Her first novel, Negative Space, was published in 2002 by Picador. It won the Betty Trask Award in 2003 and was shortlisted for the Saltire First Book of the Year Award. Her second novel, in 2004, was Spin Cycle. In 2008 Strachan was awarded the Hermann Kesten Stipendium fellowship. In June 2009, she was on study leave, working mainly in Germany on a third novel, Play Dead. In 2014, she appeared as editor of an anthology of LGBT writing called Out There, published by Freight Books. In 2023, her fourth novel, Catch the Moments as They Fly, was published by Blackwater Press.

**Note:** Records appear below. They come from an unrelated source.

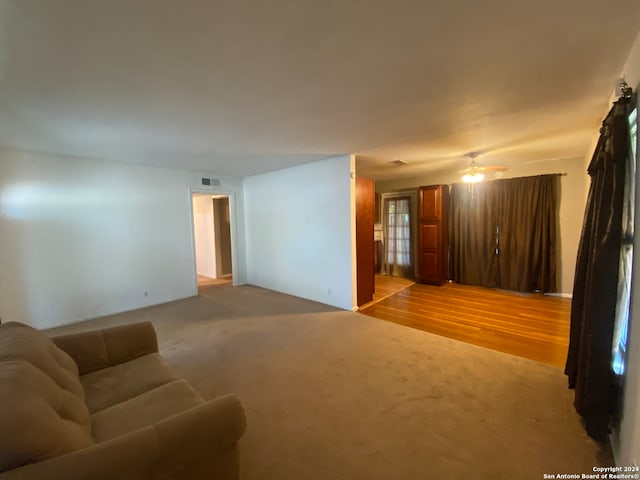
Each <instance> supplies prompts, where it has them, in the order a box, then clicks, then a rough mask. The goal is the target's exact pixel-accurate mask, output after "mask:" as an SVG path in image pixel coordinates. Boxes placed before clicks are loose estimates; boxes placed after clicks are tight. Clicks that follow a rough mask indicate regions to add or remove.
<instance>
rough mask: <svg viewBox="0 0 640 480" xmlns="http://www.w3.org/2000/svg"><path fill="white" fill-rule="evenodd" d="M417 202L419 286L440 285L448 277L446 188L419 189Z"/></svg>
mask: <svg viewBox="0 0 640 480" xmlns="http://www.w3.org/2000/svg"><path fill="white" fill-rule="evenodd" d="M419 193H420V195H419V200H418V262H419V263H418V272H419V277H420V282H421V283H430V284H433V285H443V284H444V283H446V282H447V280H448V276H449V271H448V270H449V264H448V241H447V240H448V233H447V230H448V228H447V208H448V199H449V186H448V185H431V186H428V187H420V189H419Z"/></svg>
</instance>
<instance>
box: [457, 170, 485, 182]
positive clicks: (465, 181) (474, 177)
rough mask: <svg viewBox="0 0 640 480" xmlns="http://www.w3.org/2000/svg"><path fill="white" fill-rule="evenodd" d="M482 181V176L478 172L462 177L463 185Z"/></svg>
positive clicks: (469, 173) (466, 175)
mask: <svg viewBox="0 0 640 480" xmlns="http://www.w3.org/2000/svg"><path fill="white" fill-rule="evenodd" d="M482 180H484V174H483V173H480V172H475V173H466V174H464V175H463V176H462V181H463V182H464V183H478V182H481V181H482Z"/></svg>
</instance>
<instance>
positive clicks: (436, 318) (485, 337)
mask: <svg viewBox="0 0 640 480" xmlns="http://www.w3.org/2000/svg"><path fill="white" fill-rule="evenodd" d="M360 312H361V313H362V314H364V315H369V316H372V317H375V318H379V319H382V320H388V321H391V322H395V323H399V324H402V325H407V326H409V327H413V328H417V329H420V330H424V331H427V332H431V333H435V334H438V335H443V336H445V337H450V338H455V339H457V340H462V341H464V342H467V343H472V344H475V345H480V346H482V347H487V348H491V349H493V350H498V351H501V352H505V353H510V354H512V355H518V356H521V357H525V358H530V359H532V360H536V361H539V362H542V363H546V364H549V365H554V366H556V367H560V368H564V362H565V359H566V355H567V347H568V344H569V319H570V314H571V300H569V299H566V298H559V297H550V296H546V295H541V294H535V293H531V294H522V293H517V292H507V291H503V290H495V289H488V288H481V287H472V286H467V285H458V284H454V283H449V284H446V285H444V286H442V287H436V286H430V285H421V284H414V285H411V286H409V287H407V288H405V289H404V290H402V291H400V292H399V293H397V294H395V295H392V296H390V297H388V298H386V299H384V300H382V301H380V302H378V303H375V304H373V305H371V306H370V307H368V308H365V309H363V310H361V311H360Z"/></svg>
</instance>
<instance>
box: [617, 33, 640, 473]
mask: <svg viewBox="0 0 640 480" xmlns="http://www.w3.org/2000/svg"><path fill="white" fill-rule="evenodd" d="M621 76H624V77H625V79H626V81H627V83H628V84H629V85H630V86H632V87H633V88H634V90H635V91H636V92H637V90H638V88H640V32H639V33H638V36H637V37H636V41H635V43H634V45H633V48H632V50H631V52H630V54H629V57H628V59H627V62H626V64H625V67H624V70H623V72H622V75H621ZM639 140H640V139H639ZM638 145H639V146H640V142H638ZM637 163H639V162H637ZM639 185H640V169H639V170H638V171H637V172H636V209H635V211H636V218H635V240H634V246H633V250H634V258H633V277H632V287H631V288H632V293H631V304H632V305H631V318H630V320H629V321H630V326H629V339H628V345H627V347H628V351H629V356H628V362H627V372H626V385H625V393H624V407H623V416H622V425H621V428H620V443H619V445H618V444H616V443H614V445H613V447H614V456H615V458H616V464H618V465H634V464H635V465H640V188H639V187H638V186H639Z"/></svg>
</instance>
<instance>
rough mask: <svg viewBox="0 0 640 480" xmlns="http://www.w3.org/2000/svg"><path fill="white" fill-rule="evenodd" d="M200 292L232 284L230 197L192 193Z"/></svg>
mask: <svg viewBox="0 0 640 480" xmlns="http://www.w3.org/2000/svg"><path fill="white" fill-rule="evenodd" d="M191 200H192V208H193V234H194V235H193V236H194V244H195V257H196V283H197V285H198V289H200V288H201V287H207V286H211V285H222V284H230V283H232V281H233V269H232V251H231V243H232V242H231V216H230V211H229V196H228V195H218V194H216V195H212V194H206V193H193V194H192V198H191Z"/></svg>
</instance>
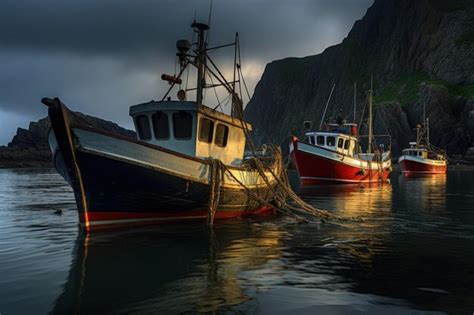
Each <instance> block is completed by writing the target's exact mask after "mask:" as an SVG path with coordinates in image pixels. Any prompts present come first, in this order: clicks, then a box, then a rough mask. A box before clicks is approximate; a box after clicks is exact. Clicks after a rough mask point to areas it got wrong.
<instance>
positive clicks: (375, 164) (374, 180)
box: [290, 92, 391, 185]
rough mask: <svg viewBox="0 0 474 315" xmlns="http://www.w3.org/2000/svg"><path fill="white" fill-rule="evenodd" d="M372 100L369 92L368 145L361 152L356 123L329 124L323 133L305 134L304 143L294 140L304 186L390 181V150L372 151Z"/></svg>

In 2011, Strachan took part in the International Writing Program Fall Residency at the University of Iowa in Iowa City, Iowa.

She and Louise Welsh contributed a short story, "Anyone Who Had a Heart", to Glasgow Women's Library's 21 Revolutions Project, in which 21 writers and 21 artists were chosen to create works for the 21st anniversary of Glasgow Women's Library.